By licensing revenues, I mean you sell the license to use a software. Licenses can be granted under different regimes — you may receive a perpetual license to use the software, or it could be for a certain period of time, with monthly/annual payments or whatnot; it may even be that a part of the software is free to use, while some other features are paid (a ‘freemium’ business model). In any such case, customers of closed-source software have no rights to share it, modify it or incorporate it into something they build.

Copyrighting software code cannot protect it since, by definition, copyrighting equates to publicly disclosing its content to attest your ownership claim, and disclosing software code equates to giving it away. As such, in order to protect the licensing revenue stream, closed-source companies go to great lengths to protect the privacy of their base codes and choose to distribute their software either in binary code or within their own servers in the cloud.
Let's say, for instance, you're OpenAI in 2020. You spent over $10 million training GPT3 on a supercomputer with 10,000 NVIDIA V100 GPUs. You ponder for a while about what to do with it, tinkering with it, testing it — even adding a Jupyter notebook for people to test it within your servers —, adding several million dollars more to the total development cost. By late 2021, you start selling access to it via API to some niche developers, which helps you recoup a small part of your costs.

By late 2022, you’re confident enough in your instruction-finetuned version that you launch ChatGPT, an app that runs in your own infrastructure and that allows people to ask questions to the model. You know you got something really right since that ends up being the most successful app launch of all time in terms of user adoption.

At this point, you’re, say, $25-50 million in the hole, but what you have in your hands is an incredibly attractive product you can actually charge for. You figure you can charge for access to some of its features, potentially recouping your investment; so, by the time you finish training GPT4 — which set you back anywhere between $100 million and $1 billion more —, you decide on selling access to GPT4 in ChatGPT for $20/month for the general audience.

For the sake of the argument, let’s assume that the development cycle for ChatGPT, including GPT3 and GPT4 training, testing and finetuning, totalled $500 million. Let’s imagine that a Very Good Hacker would find his way into OpenAI’s servers and download a full copy of GPT4’s model weights. Does this mean this Very Good Hacker just steal $500 million in property?

Yes, it does mean that — or maybe even more.
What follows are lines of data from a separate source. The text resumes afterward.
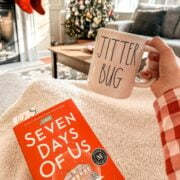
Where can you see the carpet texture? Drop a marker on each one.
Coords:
(127, 128)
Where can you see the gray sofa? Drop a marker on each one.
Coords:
(169, 26)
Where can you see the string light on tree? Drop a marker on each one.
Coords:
(86, 16)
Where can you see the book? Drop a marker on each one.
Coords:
(58, 144)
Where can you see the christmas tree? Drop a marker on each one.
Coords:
(86, 16)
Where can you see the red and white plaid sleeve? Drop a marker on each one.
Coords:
(167, 109)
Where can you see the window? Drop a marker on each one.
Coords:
(125, 5)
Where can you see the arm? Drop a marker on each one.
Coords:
(165, 66)
(167, 109)
(120, 25)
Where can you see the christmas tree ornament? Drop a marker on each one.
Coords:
(76, 13)
(73, 9)
(82, 6)
(25, 5)
(87, 2)
(37, 6)
(86, 16)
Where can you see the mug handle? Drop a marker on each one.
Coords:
(145, 83)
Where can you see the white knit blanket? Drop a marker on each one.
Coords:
(127, 128)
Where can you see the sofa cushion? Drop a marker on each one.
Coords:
(148, 22)
(148, 6)
(171, 24)
(177, 30)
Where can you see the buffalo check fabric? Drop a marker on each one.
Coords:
(167, 109)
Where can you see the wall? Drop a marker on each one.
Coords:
(33, 33)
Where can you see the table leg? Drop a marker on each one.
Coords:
(54, 65)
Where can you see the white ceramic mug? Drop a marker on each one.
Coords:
(115, 63)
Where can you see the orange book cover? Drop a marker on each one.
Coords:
(58, 144)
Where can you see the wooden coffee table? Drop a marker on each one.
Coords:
(75, 56)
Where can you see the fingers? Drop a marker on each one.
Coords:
(145, 74)
(160, 45)
(153, 57)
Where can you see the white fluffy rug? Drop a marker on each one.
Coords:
(127, 128)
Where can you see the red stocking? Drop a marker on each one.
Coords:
(24, 5)
(37, 6)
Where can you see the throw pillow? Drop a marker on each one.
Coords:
(148, 22)
(170, 23)
(177, 30)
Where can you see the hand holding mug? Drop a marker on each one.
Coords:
(164, 66)
(116, 60)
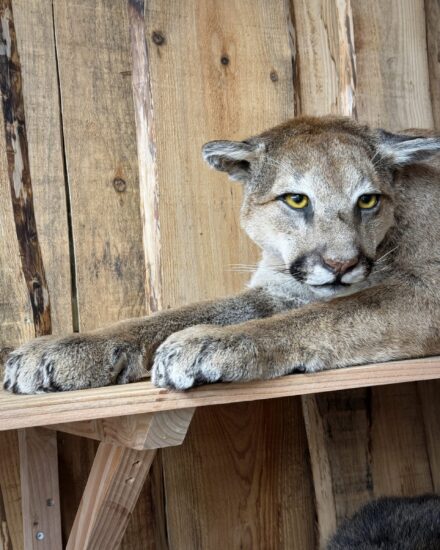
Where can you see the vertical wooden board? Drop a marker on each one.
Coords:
(432, 14)
(325, 56)
(115, 481)
(16, 320)
(400, 462)
(241, 479)
(35, 41)
(217, 70)
(10, 487)
(338, 424)
(429, 392)
(393, 92)
(75, 458)
(92, 42)
(5, 537)
(92, 46)
(393, 81)
(39, 487)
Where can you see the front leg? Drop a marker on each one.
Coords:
(378, 324)
(122, 352)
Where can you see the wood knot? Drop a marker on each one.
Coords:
(119, 185)
(158, 38)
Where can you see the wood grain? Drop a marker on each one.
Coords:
(337, 431)
(10, 487)
(92, 42)
(39, 488)
(325, 56)
(141, 431)
(265, 500)
(393, 92)
(93, 52)
(428, 393)
(19, 411)
(196, 98)
(5, 538)
(113, 487)
(36, 45)
(321, 469)
(393, 81)
(432, 17)
(399, 454)
(195, 81)
(21, 195)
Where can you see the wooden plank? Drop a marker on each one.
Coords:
(201, 90)
(393, 92)
(337, 431)
(429, 393)
(326, 57)
(265, 500)
(193, 91)
(393, 81)
(20, 183)
(39, 487)
(432, 15)
(93, 52)
(10, 487)
(399, 455)
(141, 431)
(35, 43)
(5, 538)
(113, 487)
(16, 319)
(321, 469)
(92, 41)
(18, 411)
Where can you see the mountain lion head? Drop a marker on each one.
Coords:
(319, 196)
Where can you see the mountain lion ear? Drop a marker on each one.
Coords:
(234, 157)
(401, 150)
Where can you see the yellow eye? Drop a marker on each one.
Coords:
(367, 202)
(296, 201)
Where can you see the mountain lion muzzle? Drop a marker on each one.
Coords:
(347, 219)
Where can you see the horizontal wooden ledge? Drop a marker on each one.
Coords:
(22, 411)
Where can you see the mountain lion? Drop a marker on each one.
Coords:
(348, 220)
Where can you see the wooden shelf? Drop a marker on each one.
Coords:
(21, 411)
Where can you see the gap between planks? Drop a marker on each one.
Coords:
(21, 411)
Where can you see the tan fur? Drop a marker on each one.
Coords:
(299, 313)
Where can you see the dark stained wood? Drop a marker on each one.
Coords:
(19, 172)
(241, 479)
(432, 17)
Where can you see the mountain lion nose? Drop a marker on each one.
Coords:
(340, 267)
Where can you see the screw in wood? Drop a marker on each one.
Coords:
(158, 38)
(119, 185)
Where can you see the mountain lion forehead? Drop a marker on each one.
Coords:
(350, 182)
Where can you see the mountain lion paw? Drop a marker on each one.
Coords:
(75, 362)
(204, 354)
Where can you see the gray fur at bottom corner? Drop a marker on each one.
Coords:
(392, 524)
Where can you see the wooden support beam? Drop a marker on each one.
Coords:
(39, 488)
(10, 488)
(140, 431)
(112, 490)
(20, 411)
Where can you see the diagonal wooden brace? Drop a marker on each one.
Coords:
(39, 489)
(123, 460)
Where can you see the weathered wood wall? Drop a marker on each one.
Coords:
(118, 99)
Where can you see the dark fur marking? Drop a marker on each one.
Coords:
(297, 269)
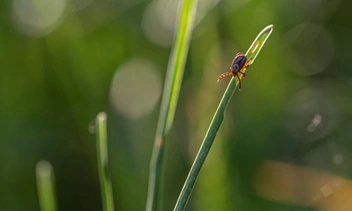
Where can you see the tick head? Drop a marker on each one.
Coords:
(238, 63)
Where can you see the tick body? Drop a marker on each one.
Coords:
(238, 66)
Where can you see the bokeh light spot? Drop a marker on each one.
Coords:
(312, 115)
(135, 89)
(311, 49)
(36, 17)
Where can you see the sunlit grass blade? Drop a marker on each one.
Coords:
(215, 124)
(46, 186)
(102, 152)
(184, 28)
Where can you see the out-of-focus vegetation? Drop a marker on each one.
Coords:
(285, 143)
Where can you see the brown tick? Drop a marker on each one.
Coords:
(238, 66)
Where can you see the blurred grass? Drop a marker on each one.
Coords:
(186, 191)
(102, 153)
(46, 186)
(184, 28)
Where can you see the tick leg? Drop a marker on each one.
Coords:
(243, 75)
(224, 75)
(249, 62)
(239, 82)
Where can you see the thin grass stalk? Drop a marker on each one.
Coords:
(216, 122)
(46, 186)
(184, 28)
(102, 153)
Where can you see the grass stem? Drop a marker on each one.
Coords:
(46, 186)
(102, 152)
(215, 124)
(175, 69)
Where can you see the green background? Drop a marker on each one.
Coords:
(55, 79)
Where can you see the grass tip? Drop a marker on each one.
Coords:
(101, 116)
(44, 168)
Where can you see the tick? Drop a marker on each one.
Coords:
(238, 66)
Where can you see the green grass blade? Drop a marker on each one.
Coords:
(46, 186)
(172, 86)
(102, 152)
(215, 124)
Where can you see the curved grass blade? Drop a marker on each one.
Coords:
(216, 122)
(172, 86)
(102, 153)
(46, 186)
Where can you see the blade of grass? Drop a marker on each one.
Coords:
(46, 186)
(102, 152)
(184, 28)
(215, 124)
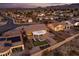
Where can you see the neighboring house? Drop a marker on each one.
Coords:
(56, 26)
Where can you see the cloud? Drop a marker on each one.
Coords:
(27, 5)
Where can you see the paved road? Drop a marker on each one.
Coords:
(56, 45)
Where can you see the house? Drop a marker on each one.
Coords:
(56, 26)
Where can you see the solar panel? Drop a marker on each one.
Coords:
(2, 39)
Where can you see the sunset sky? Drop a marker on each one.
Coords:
(27, 5)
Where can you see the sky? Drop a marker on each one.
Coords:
(27, 5)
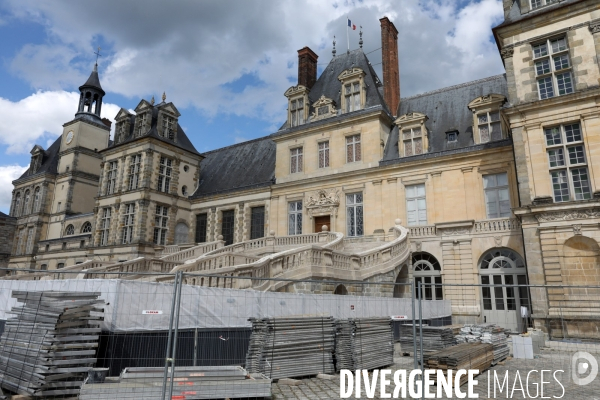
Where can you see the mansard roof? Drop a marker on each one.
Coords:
(242, 166)
(329, 85)
(49, 161)
(446, 110)
(183, 141)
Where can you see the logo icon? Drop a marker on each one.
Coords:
(583, 363)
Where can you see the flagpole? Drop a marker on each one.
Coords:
(347, 38)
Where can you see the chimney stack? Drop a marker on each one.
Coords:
(389, 58)
(307, 67)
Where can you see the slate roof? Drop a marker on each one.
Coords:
(183, 141)
(329, 86)
(49, 161)
(242, 166)
(447, 110)
(515, 15)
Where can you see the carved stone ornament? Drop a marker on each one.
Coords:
(567, 215)
(322, 202)
(507, 52)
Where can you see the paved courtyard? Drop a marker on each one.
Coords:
(550, 359)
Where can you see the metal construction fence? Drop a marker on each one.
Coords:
(187, 336)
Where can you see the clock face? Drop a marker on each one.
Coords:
(70, 137)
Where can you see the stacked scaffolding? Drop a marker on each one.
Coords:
(364, 343)
(49, 346)
(291, 347)
(486, 333)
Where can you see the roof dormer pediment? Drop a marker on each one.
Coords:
(350, 73)
(170, 108)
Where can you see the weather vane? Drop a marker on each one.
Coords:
(97, 53)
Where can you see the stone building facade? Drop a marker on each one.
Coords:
(494, 179)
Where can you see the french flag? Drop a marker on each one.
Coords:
(351, 25)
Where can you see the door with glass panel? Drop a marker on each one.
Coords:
(502, 302)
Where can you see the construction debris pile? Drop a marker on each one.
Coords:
(48, 347)
(462, 356)
(486, 333)
(291, 347)
(434, 338)
(363, 343)
(189, 383)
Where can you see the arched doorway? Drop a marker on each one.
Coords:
(428, 272)
(341, 290)
(501, 305)
(181, 233)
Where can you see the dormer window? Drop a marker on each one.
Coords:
(412, 138)
(297, 112)
(487, 120)
(353, 91)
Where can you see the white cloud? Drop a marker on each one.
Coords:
(8, 173)
(195, 50)
(39, 117)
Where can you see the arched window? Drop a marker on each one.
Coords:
(70, 230)
(341, 290)
(26, 203)
(86, 228)
(36, 200)
(427, 271)
(181, 233)
(17, 205)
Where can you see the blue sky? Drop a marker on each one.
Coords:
(225, 64)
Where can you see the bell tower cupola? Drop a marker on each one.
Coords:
(90, 100)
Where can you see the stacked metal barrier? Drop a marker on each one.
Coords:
(49, 346)
(364, 343)
(291, 347)
(190, 383)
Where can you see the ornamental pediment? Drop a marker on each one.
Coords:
(351, 73)
(486, 100)
(296, 90)
(413, 117)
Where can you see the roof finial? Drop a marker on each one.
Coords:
(333, 51)
(360, 41)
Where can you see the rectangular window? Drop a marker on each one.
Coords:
(134, 171)
(29, 247)
(496, 195)
(296, 160)
(111, 178)
(257, 222)
(104, 226)
(416, 205)
(296, 112)
(324, 154)
(567, 162)
(489, 126)
(201, 225)
(354, 214)
(553, 68)
(161, 219)
(412, 142)
(353, 151)
(165, 171)
(228, 226)
(168, 125)
(295, 218)
(128, 218)
(352, 96)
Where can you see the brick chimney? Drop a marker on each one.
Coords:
(389, 58)
(307, 67)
And herein lies one of the main fragilities of closed source: you may be one leak away from completely losing your edge. This creates an incentive for companies to overfocus on keeping their current moats in lieu of searching for the best applications for the software they make. (You may argue that OpenAI would never have spent $500 million on open source. But again, Red Hat, VMWare, Docker and all that.)

There are circumstances where a company may wish to reduce innovation and user adoption in their markets. These circumstances are always monopolies. Let’s dig into one of the most overlooked stories of software monopoly in history: cartography in the sixteenth century.

Closed source mapmaking

I asked GPT4 to tell me what are the 5 most famous maps of the sixteenth century, the highpoint of the Age of Discoveries. The unedited output is seen below.

Figure 1. GPT4’s take on the 5 most famous maps created in the sixteenth century and their likely source of information.

Two German maps, an Italian one, a French one, and a Turkish one. Where are the Iberian names? Remember: Portugal and Spain were the discoverers and the mapmakers of the era. (Don’t be fooled by Christopher Columbus or Amerigo Vespucci being Italians. Columbus lived for a decade in Portugal and was educated there; Vespucci lived in Seville; both worked for Portugal and Spain.)

These map names may not be from Portugal and Spain, but their contents certainly were. Of the top 5 maps proposed by ChatGPT, one is named after an Italian spy that stole it from the Portuguese (Cantino); another is from a Turkish admiral that plundered it from a Spanish ship (Piri Reis); the others come from cartographers that relied on copies of Portuguese/Spanish maps and of the letters written by the actual discoverers, which they obtained by collaboration with other mapmakers. So, while the information contained in them was likely obtained from Portuguese or Spanish effort, the famous maps that we know of today weren't created by the actual explorers —whose actual maps were so secret that they failed to reach us.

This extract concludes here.